In her excellent novel, Phoebe, the theologian Paula Gooder paints a picture of the church in Rome reaching out to a remarkable range of people – slaves, widows, free citizens, wealthy businessmen and Roman senators – and treating all with equal respect and honour. That is the kind of community we too should aspire to be – one that is welcoming and honouring of all – old, young, poor, rich, African, Asian, European. How do we feel we are doing with that? And in our workplaces, in our community groups, are we championing the needs of those on the margins, those who get too easily overlooked? The early church was a beacon of light, shining for justice and inclusion. Can we be too?
The church in Rome was also encouraged to be a community of peace and empathy. In a city where conflict was the norm, and life could be brutal, Christians were to work at living at peace with others, to find ways of resolving conflicts. And a crucial step in that process was to identify with others. In Paul’s words, “to rejoice with those who rejoice, and to mourn with those who mourn”. When the next door neighbour’s grandchild was born or their relative returned from a long time away, to join in the celebrations, to delight in the joy of others.
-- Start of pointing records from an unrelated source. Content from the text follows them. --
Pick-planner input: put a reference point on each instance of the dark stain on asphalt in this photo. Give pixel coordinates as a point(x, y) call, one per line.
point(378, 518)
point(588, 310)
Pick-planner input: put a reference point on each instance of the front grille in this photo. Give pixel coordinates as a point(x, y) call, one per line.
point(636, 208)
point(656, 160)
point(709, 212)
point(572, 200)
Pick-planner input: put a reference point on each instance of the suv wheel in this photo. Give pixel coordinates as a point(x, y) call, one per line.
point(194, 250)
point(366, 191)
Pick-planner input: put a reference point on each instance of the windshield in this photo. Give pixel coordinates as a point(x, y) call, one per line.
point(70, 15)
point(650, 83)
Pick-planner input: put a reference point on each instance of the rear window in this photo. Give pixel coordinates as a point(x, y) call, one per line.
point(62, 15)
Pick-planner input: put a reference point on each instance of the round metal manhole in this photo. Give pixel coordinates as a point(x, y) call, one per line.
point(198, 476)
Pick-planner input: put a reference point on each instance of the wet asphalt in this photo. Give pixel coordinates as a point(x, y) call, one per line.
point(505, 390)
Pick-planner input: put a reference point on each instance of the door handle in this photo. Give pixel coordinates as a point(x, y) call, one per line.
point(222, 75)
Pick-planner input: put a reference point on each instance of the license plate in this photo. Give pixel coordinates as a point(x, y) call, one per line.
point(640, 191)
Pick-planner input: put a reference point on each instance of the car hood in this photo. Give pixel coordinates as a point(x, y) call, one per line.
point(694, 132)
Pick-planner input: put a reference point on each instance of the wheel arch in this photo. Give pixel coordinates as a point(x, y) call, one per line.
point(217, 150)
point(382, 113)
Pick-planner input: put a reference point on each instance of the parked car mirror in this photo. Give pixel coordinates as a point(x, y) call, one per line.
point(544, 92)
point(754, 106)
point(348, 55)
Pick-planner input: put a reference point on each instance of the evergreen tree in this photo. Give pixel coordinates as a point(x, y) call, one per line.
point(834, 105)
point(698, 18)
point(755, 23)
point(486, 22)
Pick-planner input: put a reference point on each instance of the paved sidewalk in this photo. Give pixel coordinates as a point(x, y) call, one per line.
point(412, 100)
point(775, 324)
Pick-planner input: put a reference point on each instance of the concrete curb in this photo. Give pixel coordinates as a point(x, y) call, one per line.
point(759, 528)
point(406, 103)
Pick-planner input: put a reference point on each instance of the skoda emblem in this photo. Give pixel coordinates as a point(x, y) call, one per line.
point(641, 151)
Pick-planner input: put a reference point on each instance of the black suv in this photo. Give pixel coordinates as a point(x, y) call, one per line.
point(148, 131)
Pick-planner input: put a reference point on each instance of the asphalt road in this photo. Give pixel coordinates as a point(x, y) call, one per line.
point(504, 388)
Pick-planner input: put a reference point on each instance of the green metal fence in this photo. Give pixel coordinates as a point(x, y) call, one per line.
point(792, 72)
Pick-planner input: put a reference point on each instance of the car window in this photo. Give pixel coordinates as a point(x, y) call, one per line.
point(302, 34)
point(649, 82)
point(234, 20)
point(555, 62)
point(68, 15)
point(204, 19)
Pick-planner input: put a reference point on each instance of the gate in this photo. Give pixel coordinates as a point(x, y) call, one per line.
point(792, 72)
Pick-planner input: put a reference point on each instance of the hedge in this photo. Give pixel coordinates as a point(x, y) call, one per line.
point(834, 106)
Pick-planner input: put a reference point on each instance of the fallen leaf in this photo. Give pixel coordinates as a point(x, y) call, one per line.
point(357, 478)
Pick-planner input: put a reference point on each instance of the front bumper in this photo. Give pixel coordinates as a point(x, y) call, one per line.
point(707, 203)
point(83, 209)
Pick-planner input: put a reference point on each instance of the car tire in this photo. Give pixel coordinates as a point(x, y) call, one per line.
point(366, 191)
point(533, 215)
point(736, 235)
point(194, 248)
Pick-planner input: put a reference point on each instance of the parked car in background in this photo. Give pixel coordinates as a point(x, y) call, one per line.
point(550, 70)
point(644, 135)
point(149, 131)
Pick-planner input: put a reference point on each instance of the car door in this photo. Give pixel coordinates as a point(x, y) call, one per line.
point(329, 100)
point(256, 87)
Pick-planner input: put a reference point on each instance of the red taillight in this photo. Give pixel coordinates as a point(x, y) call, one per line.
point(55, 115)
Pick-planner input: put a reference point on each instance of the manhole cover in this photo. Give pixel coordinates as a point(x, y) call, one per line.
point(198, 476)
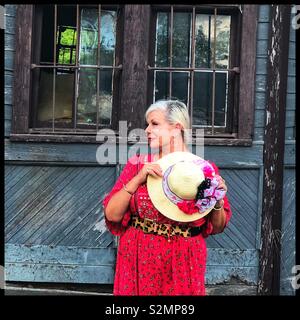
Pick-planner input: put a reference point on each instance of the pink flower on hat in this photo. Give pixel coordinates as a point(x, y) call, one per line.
point(188, 207)
point(208, 171)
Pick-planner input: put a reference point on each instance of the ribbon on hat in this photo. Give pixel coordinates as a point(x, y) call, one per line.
point(208, 193)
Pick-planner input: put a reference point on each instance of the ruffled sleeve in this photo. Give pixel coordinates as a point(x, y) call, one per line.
point(208, 227)
point(129, 171)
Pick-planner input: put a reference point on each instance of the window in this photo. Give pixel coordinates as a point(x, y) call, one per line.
point(195, 57)
point(68, 78)
point(195, 62)
point(73, 68)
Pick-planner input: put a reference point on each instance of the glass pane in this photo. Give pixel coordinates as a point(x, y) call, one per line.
point(223, 41)
point(161, 85)
point(162, 48)
point(180, 86)
point(66, 35)
point(181, 39)
point(203, 49)
point(105, 99)
point(202, 100)
point(204, 45)
point(47, 34)
point(221, 98)
point(64, 88)
point(88, 36)
point(108, 37)
point(86, 103)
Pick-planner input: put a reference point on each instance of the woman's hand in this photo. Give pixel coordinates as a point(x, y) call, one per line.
point(153, 169)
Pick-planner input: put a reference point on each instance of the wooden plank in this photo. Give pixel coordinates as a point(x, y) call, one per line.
point(22, 62)
point(9, 60)
point(269, 271)
point(78, 214)
point(78, 154)
point(262, 50)
point(8, 79)
point(30, 209)
point(264, 11)
point(10, 10)
point(232, 257)
point(288, 231)
point(221, 274)
point(9, 41)
point(261, 66)
point(69, 255)
point(8, 92)
point(262, 30)
point(48, 209)
point(10, 24)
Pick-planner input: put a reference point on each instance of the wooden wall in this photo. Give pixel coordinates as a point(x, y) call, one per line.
point(31, 167)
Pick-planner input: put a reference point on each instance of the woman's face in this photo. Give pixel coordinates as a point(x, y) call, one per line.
point(159, 132)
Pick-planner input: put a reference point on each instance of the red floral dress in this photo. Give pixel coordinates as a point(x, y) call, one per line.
point(148, 264)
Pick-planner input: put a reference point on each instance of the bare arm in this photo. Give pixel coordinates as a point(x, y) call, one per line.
point(119, 202)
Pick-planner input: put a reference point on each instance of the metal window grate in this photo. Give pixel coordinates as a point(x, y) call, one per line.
point(76, 68)
point(192, 68)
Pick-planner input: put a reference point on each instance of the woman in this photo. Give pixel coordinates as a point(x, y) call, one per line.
point(149, 264)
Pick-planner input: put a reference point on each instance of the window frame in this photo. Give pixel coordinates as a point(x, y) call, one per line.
point(243, 56)
point(22, 77)
point(23, 111)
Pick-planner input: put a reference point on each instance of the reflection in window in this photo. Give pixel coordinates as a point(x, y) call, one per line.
point(205, 48)
point(87, 85)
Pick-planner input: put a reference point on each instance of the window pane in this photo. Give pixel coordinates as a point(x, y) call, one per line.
point(108, 37)
point(161, 85)
point(64, 88)
point(86, 103)
point(202, 99)
point(181, 39)
point(162, 49)
point(105, 99)
point(88, 36)
point(221, 98)
point(47, 34)
point(180, 86)
point(204, 45)
point(203, 49)
point(66, 35)
point(223, 41)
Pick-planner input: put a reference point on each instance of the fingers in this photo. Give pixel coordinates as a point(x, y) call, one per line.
point(154, 171)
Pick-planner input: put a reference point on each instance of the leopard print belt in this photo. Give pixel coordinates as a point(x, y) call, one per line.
point(166, 230)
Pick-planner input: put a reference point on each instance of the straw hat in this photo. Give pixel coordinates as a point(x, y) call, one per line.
point(188, 189)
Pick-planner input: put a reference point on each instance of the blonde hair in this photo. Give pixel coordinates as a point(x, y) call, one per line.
point(175, 112)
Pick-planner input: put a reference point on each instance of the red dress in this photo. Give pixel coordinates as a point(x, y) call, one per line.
point(148, 264)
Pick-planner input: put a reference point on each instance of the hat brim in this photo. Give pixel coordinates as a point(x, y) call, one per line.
point(158, 197)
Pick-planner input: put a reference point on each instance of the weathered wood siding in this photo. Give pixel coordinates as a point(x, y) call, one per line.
point(233, 253)
point(288, 244)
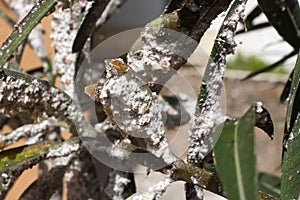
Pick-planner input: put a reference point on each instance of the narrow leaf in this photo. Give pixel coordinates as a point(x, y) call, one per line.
point(269, 184)
point(24, 27)
point(14, 161)
point(235, 158)
point(286, 90)
point(290, 180)
point(294, 97)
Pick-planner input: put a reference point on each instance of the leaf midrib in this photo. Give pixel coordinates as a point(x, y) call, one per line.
point(237, 164)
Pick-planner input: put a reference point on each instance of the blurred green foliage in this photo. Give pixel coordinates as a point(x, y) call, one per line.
point(250, 63)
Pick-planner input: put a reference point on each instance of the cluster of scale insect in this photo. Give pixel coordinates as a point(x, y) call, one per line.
point(210, 116)
point(117, 181)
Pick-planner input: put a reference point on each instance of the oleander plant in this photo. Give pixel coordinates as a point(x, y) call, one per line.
point(40, 105)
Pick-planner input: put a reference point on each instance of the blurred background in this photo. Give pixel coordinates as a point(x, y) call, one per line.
point(255, 50)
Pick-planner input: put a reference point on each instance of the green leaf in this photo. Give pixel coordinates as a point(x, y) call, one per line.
point(293, 107)
point(24, 27)
point(269, 184)
point(14, 161)
point(290, 180)
point(235, 158)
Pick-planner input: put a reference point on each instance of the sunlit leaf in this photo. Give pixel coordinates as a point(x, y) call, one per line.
point(269, 184)
point(287, 87)
point(24, 27)
point(290, 180)
point(235, 157)
point(294, 97)
point(14, 161)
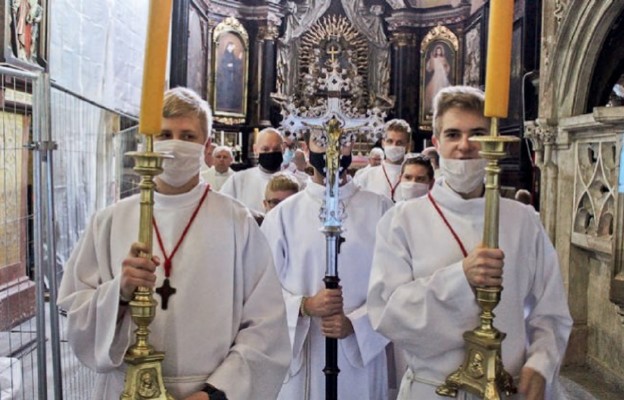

And when someone else lost their husband or saw their house burn down in one of Rome’s all too frequent fires, to come alongside, to share the grief and the pain.
Are we people that celebrate in the joys of our neighbours, colleagues, friends and community? Are we people that others naturally turn to when they want to share good news, because they know we will be delighted for them. As Christians we should not only be the sharers of good news, but the people that others want to share their good news with. Can people say of us: “I’m going to tell such-and-such because I know just how pleased they will be.”
And likewise, we are to be people that are there for others at times of sadness and grief, caring, loving, willing to listen, a supportive presence. Are we the people that others can come to share their sadnesses and their anxieties?
No wonder that the church in Rome, small, vulnerable, persecuted as it was, grew in numbers. It was a community that sought love rather than revenge, that reached out and valued everyone no matter who they were, and who genuinely rejoiced with those rejoicing and mourned with those mourning.
As we pray that God will help us grow in our love for our community, may God help us to be like those Christians in ancient Rome.